In this final section of chapter 8, we feature not one particular viewpoint on India, but the characterization, as being particularly Indian, of one style of expression.
Selections from Amartya Sen’s Development as Freedom were presented earlier in this chapter. In a more recent book of essays, Sen has tried to highlight the enduring Indian traditions of discussion, argumentation, and wide-ranging philosophical exploration. The paragraphs to follow are taken from his essay about “the argumentative Indian.”
It would be a great mistake … to assume that because of the possible effectiveness of well-tutored and disciplined arguments, the argumentative tradition must, in general, favour the privileged and the well-educated, rather than the dispossessed and the deprived. Some of the most powerful arguments in Indian intellectual history have, in fact, been about the lives of the least privileged groups, which have drawn on the substantive force of these claims, rather than on the cultivated brilliance of well-trained dialectics.
Does the richness of the tradition of argument make much difference to subcontinental lives today? I would argue it does, and in a great many different ways. It shapes our social world and the nature of our culture. It has helped to make heterodoxy the natural state of affairs in India … : persistent arguments are an important part of our public life. It deeply influences Indian politics, and is particularly relevant, I would argue, to the development of democracy in India and the emergence of its secular priorities. …

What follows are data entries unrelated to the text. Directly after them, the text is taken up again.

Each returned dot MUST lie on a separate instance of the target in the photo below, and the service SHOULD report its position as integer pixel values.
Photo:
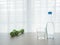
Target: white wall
(32, 15)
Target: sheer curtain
(16, 14)
(28, 14)
(3, 16)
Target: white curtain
(28, 14)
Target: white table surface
(27, 39)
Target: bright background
(32, 15)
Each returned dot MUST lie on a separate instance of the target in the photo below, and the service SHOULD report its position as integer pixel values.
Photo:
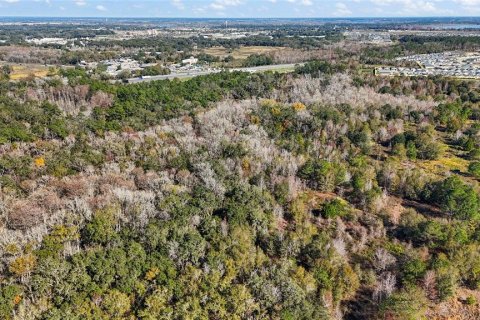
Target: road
(274, 67)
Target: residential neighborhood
(452, 64)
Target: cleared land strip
(274, 67)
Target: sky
(239, 8)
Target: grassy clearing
(240, 53)
(20, 72)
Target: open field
(20, 72)
(240, 53)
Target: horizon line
(238, 18)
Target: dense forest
(325, 193)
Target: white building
(190, 60)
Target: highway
(183, 75)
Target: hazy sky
(240, 8)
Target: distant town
(453, 64)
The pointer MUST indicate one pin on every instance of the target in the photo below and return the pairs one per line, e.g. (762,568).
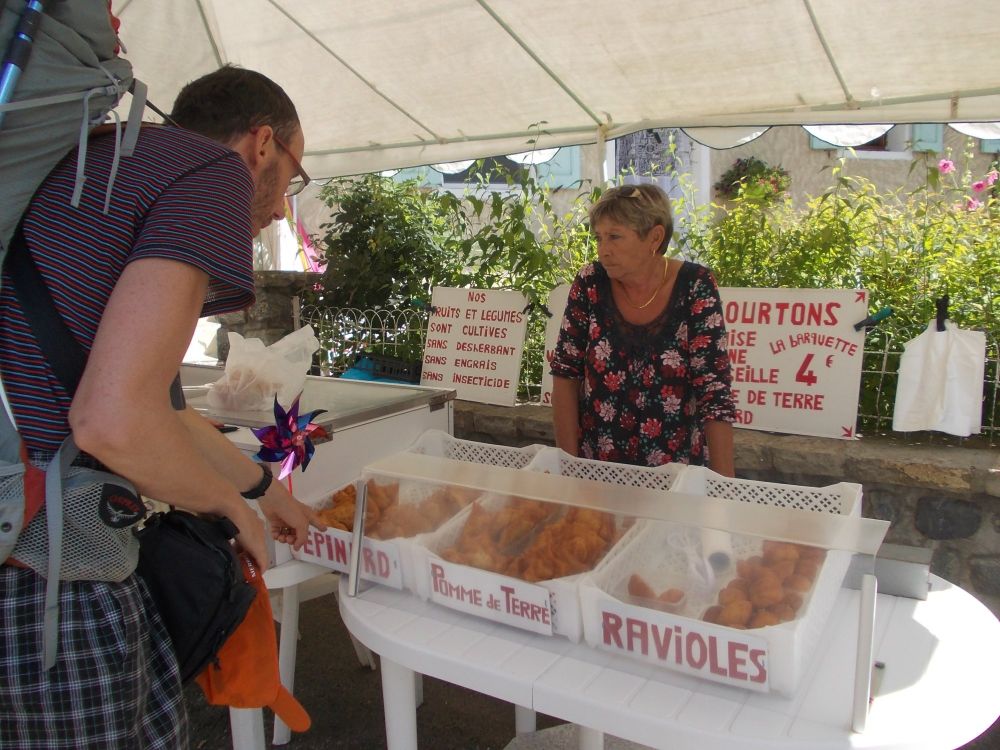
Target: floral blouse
(647,389)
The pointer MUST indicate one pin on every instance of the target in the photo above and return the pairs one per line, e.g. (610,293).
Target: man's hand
(251,534)
(288,518)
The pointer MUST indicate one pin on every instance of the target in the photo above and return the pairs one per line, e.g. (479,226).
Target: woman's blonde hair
(639,207)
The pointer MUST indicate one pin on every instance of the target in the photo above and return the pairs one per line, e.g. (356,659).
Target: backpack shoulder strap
(64,353)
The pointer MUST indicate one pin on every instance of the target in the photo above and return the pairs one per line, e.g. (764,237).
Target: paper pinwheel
(289,440)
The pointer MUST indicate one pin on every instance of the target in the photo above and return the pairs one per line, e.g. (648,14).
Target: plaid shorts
(115,683)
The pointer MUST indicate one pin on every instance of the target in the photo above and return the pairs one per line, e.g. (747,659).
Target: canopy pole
(601,176)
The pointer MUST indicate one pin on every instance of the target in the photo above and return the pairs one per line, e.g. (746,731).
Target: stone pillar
(271,317)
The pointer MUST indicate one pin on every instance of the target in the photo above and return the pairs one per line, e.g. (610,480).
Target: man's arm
(719,436)
(281,509)
(121,413)
(566,414)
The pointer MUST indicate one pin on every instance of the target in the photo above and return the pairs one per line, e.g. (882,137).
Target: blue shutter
(425,176)
(819,145)
(562,170)
(929,137)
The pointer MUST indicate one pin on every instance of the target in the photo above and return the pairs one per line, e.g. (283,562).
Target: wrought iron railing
(346,333)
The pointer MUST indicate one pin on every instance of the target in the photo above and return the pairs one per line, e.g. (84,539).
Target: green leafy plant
(754,179)
(386,245)
(907,248)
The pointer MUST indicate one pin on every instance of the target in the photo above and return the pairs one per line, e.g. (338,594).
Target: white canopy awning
(382,84)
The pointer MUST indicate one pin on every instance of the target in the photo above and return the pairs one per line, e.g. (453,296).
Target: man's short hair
(231,101)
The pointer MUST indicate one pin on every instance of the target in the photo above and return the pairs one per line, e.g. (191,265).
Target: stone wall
(940,497)
(272,316)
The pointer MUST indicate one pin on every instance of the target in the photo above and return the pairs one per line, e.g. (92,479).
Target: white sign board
(475,338)
(557,306)
(796,358)
(332,549)
(478,592)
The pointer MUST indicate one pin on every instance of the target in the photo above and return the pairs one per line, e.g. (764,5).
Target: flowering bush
(755,179)
(908,248)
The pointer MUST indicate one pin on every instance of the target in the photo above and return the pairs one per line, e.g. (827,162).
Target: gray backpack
(70,82)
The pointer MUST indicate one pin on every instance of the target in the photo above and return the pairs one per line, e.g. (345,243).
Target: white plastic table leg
(400,702)
(287,646)
(247,728)
(591,739)
(524,720)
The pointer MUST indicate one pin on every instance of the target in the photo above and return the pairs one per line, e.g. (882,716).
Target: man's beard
(264,195)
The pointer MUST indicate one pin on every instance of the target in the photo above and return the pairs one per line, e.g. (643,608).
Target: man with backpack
(158,239)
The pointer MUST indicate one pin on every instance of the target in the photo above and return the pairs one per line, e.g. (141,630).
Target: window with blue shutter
(425,176)
(562,170)
(928,137)
(819,145)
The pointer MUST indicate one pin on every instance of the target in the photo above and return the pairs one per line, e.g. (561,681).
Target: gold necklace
(647,303)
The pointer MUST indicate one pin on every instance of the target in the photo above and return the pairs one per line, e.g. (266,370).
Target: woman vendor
(640,372)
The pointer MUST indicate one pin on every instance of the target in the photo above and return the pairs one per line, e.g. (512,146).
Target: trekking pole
(19,50)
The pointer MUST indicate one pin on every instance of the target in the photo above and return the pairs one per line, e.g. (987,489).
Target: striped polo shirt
(179,196)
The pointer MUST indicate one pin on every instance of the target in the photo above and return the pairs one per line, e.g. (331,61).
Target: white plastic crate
(563,598)
(843,498)
(790,645)
(556,461)
(441,444)
(386,561)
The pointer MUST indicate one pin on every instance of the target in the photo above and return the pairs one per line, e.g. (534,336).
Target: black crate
(392,368)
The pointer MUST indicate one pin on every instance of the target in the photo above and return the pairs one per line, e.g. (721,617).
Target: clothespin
(871,320)
(942,306)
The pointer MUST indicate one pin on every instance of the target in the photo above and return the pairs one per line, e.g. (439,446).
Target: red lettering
(611,627)
(339,550)
(637,634)
(758,658)
(713,657)
(696,660)
(661,642)
(737,660)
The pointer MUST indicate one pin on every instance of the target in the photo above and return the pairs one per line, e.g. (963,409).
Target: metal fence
(346,333)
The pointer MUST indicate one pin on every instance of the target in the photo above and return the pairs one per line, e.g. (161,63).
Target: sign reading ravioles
(796,358)
(475,338)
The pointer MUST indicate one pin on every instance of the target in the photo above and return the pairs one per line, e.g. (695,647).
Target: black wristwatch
(260,488)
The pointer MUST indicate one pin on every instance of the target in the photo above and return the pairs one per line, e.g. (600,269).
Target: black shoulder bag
(186,561)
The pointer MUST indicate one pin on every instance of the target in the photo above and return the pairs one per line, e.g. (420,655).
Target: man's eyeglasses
(295,186)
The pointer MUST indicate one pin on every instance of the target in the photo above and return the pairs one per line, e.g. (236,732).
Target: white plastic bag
(941,382)
(255,373)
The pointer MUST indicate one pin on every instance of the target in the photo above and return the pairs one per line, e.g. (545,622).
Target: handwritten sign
(680,643)
(796,358)
(475,338)
(494,597)
(332,549)
(557,306)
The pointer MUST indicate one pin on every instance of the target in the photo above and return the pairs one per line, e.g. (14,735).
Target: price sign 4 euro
(796,358)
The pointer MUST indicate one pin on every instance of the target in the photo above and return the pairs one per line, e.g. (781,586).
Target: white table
(940,689)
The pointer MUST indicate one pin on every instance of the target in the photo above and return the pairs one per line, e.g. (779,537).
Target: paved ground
(345,702)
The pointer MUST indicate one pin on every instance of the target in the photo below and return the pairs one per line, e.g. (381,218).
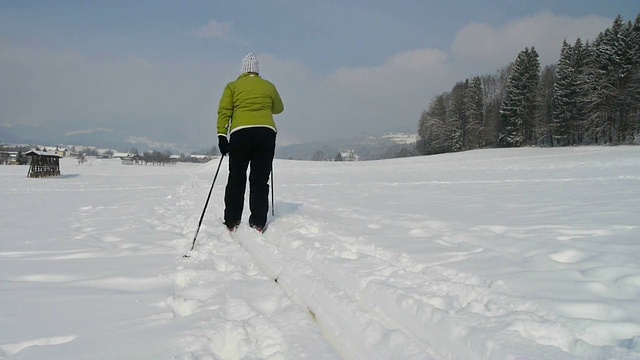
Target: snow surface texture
(492,254)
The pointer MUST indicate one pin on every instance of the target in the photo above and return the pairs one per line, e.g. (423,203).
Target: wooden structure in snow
(43,164)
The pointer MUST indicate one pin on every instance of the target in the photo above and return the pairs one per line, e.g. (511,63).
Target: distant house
(43,164)
(62,152)
(127,159)
(349,155)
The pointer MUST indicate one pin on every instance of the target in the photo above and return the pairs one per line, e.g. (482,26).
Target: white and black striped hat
(250,64)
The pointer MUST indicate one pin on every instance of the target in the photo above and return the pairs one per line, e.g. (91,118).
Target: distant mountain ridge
(367,146)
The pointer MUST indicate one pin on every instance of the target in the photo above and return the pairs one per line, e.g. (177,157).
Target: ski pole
(205,207)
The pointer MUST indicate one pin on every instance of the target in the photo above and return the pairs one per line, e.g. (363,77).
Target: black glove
(223,144)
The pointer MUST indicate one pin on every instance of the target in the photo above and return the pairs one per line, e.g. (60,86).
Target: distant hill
(366,147)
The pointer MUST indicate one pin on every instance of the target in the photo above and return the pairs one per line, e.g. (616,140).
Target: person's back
(247,132)
(248,101)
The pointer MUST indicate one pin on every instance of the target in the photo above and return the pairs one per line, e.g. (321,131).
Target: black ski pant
(253,146)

The issue relates directly to the plurality of identities I have already discussed, and to the scope for choice in the determination of identity. People’s relation to … India need not be mediated through the “culture” of the family in which they may have been born, nor through its religion. People may choose to seek identity with more than one of these predefined cultures, or, just as plausibly, with none. People are also free to decide that their cultural or religious identity is less important to them than, say, their political convictions, or their literary persuasions, or their professional commitments. It is a choice for them to make, no matter how they are placed in the “federation of cultures.”
To conclude, the inclusionary view of Indian identity, which we have inherited and which I have tried to defend, is not only not parasitic on, or partial to, a Hindu identity, it can hardly be a federation of the different religious communities in India: Hindu, Muslim, Sikh, Christian, Jain, Parsee and others. Indian identity need not be mediated through other group identities in a federal way. Indeed, India is not, in this view, sensibly seen even as a federal combination of different communities.
I quoted earlier a statement of Jamsetji Tata of an affirmatively nationalist kind, when—commenting on the excellence that young Indians can achieve through education—he said that Indian students “can not only hold their own against the best rivals in Europe on the latter’s ground, but can beat them hollow.” That expression of pride—even perhaps of arrogance—is not the pride of a Parsee who happened to be an Indian, but of an Indian who happened to be a Parsee. There is a distinction here, and it is, I would argue, both important and in need of some understanding right now.
[Amartya Sen, The Argumentative Indian: Writings on Indian History, Culture, and Identity (New York: Farrar, Strauss, and Giroux, 2005), 12 and 356.]